# Data Analysis with Python 

## Dr Andrew McCluskey 

#### Email: andrew.mccluskey@diamond.ac.uk

It is important to note that those represent only an example of how the exercise may be approached. Programming problems such as these have **many** correct methods.

We **strongly** advise that you try and work though the exercise without looking at this worked example. This is the best way to improve your programming skills; as programming is inherently problem-solving based.

#### Importing necessary libraries 

Here we import the libraries that are necessary to complete the exercise.

In [None]:
import numpy as np 
import matplotlib.pyplot as plt

#### Reading in and plotting experimental data

`np.loadtxt` is used to read in the model datasets and these are then plotted.

In [None]:
toluene = np.loadtxt('./toluene.csv', unpack=True, delimiter=',')
plt.errorbar(toluene[0], toluene[1])
plt.xlabel('Wavennumber/cm$^{-1}$')
plt.ylabel('Transmittance')
plt.show()

In [None]:
benzyl_alcohol = np.loadtxt('./benzyl_alcohol.csv', unpack=True, delimiter=',')
plt.errorbar(benzyl_alcohol[0], benzyl_alcohol[1])
plt.xlabel('Wavennumber/cm$^{-1}$')
plt.ylabel('Transmittance')
plt.show()

The same function is then used to read in the experimentally measured data, however now the data includes an experimental uncertainty therefore the `plt.errorbar` function is used for visualisation.

In [None]:
mixture = np.loadtxt('./mixture.csv', unpack=True, delimiter=',')
plt.errorbar(mixture[0], mixture[1], mixture[2])
plt.xlabel('Wavennumber/cm$^{-1}$')
plt.ylabel('Transmittance')
plt.show()

#### Interpolation

First we assess the minimum and maximum on the $x$-axis for for each of the datasets to ensure that the the mixture data is within the model datsets.

In [None]:
print("Model 1: min = {:.1f} cm-1, max = {:.1f} cm-1".format(np.min(benzyl_alcohol[0]), np.max(benzyl_alcohol[0])))
print("Model 2: min = {:.1f} cm-1, max = {:.1f} cm-1".format(np.min(toluene[0]), np.max(toluene[0])))
print("Mixture: min = {:.1f} cm-1, max = {:.1f} cm-1".format(np.min(mixture[0]), np.max(mixture[0])))

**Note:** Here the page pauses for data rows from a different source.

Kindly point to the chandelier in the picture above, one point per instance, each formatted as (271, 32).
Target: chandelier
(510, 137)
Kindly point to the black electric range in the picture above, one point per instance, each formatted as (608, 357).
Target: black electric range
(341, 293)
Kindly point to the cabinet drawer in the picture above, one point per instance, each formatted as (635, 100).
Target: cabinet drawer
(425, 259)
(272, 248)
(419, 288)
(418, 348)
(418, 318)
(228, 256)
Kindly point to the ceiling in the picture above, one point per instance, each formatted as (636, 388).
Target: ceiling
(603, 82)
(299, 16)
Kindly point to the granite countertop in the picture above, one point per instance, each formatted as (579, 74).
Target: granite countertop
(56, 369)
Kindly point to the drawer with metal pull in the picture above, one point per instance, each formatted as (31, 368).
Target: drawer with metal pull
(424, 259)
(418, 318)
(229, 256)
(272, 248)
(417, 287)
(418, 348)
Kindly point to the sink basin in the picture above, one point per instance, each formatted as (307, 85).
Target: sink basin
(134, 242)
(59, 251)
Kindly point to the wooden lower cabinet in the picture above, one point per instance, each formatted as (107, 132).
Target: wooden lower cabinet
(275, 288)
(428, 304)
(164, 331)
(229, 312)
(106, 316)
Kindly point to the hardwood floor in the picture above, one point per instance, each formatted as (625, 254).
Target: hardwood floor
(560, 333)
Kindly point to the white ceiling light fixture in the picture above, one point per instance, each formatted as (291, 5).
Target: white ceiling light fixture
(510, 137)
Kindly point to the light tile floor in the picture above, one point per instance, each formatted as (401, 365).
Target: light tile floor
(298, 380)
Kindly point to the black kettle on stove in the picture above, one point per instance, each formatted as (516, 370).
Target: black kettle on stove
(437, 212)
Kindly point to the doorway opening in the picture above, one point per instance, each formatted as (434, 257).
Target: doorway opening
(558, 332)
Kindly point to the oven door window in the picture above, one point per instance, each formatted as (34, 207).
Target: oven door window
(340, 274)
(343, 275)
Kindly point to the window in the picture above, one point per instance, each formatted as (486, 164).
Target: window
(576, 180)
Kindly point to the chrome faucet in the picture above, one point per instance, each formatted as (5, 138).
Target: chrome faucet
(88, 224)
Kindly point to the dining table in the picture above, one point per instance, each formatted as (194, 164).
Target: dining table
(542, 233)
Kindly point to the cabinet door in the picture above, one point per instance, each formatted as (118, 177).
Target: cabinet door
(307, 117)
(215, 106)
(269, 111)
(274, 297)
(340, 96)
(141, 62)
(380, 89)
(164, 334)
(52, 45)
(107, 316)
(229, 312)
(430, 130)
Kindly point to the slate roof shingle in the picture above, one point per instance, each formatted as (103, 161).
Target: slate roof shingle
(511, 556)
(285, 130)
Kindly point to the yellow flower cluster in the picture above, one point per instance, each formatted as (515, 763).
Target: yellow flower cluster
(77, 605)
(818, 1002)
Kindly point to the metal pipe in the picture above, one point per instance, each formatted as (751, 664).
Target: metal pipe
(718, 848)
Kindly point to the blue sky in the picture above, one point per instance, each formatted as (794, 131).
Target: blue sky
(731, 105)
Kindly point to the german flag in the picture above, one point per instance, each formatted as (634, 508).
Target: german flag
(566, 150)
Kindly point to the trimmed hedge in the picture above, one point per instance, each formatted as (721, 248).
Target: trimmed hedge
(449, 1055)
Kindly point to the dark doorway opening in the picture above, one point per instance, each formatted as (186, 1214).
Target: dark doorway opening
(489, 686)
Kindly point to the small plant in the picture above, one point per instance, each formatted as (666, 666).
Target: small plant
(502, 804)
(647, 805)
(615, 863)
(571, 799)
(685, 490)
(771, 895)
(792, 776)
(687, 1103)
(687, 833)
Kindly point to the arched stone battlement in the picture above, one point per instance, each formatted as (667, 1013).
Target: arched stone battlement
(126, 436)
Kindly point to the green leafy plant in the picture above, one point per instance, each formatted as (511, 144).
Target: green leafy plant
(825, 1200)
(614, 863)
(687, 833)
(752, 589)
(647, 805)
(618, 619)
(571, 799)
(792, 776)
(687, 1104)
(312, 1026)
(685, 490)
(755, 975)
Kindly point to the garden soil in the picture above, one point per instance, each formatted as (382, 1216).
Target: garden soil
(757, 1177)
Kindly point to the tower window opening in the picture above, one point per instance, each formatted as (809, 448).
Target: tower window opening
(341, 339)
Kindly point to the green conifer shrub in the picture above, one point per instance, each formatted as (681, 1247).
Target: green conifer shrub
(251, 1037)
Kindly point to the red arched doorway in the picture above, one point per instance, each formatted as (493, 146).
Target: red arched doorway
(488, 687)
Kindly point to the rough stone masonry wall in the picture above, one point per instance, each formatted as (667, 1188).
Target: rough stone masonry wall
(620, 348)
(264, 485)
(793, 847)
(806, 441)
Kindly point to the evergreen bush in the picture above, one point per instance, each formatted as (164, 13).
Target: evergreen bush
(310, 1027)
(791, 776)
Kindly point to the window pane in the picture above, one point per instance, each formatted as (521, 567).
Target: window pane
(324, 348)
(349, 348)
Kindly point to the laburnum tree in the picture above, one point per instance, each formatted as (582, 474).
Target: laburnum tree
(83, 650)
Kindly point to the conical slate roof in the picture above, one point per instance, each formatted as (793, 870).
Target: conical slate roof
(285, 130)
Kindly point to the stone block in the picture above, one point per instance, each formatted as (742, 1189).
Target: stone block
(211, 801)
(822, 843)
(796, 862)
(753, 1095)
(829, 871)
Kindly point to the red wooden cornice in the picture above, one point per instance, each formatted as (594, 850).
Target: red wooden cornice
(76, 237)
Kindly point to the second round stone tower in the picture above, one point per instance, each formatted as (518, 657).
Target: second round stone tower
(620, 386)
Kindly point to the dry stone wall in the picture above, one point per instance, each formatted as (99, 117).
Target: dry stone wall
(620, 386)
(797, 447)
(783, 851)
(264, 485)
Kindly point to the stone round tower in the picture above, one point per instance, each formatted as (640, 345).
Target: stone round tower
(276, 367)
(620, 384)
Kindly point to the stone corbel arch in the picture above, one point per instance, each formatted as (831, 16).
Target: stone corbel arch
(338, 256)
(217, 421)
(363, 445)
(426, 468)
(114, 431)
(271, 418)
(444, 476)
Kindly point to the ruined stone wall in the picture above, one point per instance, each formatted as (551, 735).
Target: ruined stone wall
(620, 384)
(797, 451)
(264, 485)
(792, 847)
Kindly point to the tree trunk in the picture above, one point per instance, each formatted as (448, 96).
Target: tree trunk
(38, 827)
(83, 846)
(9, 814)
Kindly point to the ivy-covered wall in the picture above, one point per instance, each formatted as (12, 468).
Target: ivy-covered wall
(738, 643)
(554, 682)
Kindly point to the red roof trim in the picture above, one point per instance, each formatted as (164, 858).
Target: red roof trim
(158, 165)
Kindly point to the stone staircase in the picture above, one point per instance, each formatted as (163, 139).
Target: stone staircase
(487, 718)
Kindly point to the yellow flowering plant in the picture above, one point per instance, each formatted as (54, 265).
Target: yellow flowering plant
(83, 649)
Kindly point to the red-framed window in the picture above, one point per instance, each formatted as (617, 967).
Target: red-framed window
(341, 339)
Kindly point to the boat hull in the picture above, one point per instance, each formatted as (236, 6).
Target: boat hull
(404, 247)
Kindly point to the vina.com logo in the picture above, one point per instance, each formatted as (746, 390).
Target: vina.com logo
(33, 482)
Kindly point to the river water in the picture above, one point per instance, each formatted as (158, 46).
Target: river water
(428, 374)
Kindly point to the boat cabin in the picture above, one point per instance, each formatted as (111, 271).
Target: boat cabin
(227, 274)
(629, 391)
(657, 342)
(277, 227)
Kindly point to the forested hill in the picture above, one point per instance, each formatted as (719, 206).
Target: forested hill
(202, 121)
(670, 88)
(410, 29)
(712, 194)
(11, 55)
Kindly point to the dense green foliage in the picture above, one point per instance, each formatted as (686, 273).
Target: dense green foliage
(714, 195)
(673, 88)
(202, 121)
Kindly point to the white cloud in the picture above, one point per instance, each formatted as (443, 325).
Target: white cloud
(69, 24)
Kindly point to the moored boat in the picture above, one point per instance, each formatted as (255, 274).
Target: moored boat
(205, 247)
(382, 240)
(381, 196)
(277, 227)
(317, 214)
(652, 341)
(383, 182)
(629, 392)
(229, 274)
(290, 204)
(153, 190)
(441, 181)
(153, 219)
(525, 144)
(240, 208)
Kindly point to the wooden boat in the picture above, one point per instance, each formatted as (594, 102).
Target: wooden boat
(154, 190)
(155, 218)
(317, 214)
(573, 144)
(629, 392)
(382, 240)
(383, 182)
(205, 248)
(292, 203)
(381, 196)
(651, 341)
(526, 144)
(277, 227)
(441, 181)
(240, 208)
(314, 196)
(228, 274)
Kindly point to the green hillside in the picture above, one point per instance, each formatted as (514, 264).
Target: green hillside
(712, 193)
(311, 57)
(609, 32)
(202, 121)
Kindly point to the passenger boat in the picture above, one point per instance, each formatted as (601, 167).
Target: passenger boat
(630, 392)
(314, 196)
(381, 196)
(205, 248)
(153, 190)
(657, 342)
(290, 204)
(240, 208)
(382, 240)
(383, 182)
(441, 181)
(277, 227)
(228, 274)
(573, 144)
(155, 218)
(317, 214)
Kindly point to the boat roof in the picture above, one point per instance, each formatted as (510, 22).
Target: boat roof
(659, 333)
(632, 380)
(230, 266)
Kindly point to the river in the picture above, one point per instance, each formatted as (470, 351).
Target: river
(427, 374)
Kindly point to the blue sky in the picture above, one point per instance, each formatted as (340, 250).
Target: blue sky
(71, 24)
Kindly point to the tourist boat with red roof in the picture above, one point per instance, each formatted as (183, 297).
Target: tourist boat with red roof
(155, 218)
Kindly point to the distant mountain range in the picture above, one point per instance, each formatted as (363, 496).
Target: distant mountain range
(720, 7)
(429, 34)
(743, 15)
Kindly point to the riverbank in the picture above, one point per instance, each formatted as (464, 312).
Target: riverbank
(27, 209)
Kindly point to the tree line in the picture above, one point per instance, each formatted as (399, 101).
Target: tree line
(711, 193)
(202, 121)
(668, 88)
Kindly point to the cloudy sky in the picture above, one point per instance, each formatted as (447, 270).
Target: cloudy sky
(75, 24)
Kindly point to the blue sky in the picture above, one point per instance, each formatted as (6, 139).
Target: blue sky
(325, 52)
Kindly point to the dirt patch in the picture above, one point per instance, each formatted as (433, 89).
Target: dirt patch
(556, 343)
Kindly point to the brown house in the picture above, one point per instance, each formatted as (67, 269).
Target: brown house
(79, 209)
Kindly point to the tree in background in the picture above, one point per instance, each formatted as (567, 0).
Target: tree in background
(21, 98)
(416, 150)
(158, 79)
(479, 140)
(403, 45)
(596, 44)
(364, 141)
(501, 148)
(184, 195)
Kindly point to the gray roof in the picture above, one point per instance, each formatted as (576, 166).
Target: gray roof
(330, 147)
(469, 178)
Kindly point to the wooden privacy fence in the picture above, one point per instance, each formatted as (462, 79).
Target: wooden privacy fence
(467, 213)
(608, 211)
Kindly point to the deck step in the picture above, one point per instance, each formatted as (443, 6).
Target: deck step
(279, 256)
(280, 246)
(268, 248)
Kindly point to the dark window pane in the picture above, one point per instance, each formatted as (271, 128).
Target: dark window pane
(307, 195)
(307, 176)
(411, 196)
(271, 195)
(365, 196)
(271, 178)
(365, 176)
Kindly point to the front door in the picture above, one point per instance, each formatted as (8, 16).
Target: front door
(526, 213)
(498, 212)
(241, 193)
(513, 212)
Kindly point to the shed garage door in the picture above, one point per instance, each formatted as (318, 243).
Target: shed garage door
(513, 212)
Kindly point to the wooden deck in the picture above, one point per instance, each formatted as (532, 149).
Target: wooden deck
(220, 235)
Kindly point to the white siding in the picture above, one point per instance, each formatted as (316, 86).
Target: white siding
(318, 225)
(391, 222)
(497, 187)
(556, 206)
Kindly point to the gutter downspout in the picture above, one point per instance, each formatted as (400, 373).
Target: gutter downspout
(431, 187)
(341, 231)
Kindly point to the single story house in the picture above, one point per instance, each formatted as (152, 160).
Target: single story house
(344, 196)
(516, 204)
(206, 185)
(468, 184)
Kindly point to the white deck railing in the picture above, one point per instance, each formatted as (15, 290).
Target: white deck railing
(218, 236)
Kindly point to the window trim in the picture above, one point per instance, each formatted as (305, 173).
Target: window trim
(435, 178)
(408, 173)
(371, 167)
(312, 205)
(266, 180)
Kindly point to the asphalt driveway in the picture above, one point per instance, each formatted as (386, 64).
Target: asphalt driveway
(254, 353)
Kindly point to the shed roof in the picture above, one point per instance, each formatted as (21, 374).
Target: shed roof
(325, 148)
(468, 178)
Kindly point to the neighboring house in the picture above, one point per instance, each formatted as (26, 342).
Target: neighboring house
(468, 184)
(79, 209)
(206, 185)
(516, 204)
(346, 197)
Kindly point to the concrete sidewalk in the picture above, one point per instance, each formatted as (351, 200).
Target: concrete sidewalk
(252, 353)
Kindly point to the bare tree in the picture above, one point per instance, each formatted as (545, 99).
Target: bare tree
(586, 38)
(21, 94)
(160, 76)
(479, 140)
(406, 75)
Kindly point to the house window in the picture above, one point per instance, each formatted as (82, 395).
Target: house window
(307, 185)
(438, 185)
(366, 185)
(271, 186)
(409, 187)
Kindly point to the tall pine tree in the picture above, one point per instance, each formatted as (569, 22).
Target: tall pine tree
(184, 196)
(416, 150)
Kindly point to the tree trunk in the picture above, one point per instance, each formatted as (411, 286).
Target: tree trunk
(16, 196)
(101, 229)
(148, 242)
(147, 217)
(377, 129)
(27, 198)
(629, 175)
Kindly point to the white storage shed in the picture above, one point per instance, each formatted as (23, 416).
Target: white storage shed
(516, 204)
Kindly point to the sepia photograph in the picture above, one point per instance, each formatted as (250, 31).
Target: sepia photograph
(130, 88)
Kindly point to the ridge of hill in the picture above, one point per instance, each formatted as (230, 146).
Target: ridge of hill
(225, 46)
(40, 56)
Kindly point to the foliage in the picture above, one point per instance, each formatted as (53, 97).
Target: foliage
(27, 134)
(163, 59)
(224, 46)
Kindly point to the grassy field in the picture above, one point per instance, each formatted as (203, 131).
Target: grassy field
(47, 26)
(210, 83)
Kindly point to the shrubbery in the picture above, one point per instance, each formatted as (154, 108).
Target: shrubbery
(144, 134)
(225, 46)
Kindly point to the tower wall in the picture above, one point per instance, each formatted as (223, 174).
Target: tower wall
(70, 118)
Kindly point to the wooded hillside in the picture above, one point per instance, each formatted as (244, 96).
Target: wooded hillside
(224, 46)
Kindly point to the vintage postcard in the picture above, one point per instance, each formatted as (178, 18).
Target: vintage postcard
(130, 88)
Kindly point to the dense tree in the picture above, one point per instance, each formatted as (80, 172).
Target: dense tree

The interpolation axis is then defined. 

In [None]:
optimisation_x = mixture[0]

The two model datatsets are then interpolated using the above defined axis. A new pair of arrays are then created for the two models, to be used in the optimisation of the model.

In [None]:
interp_benzyl_alcohol = np.interp(optimisation_x, benzyl_alcohol[0], benzyl_alcohol[1])
interp_toulene = np.interp(optimisation_x, toluene[0], toluene[1])

opt_benzyl_alcohol = np.array([optimisation_x, interp_benzyl_alcohol])
opt_toluene = np.array([optimisation_x, interp_toulene])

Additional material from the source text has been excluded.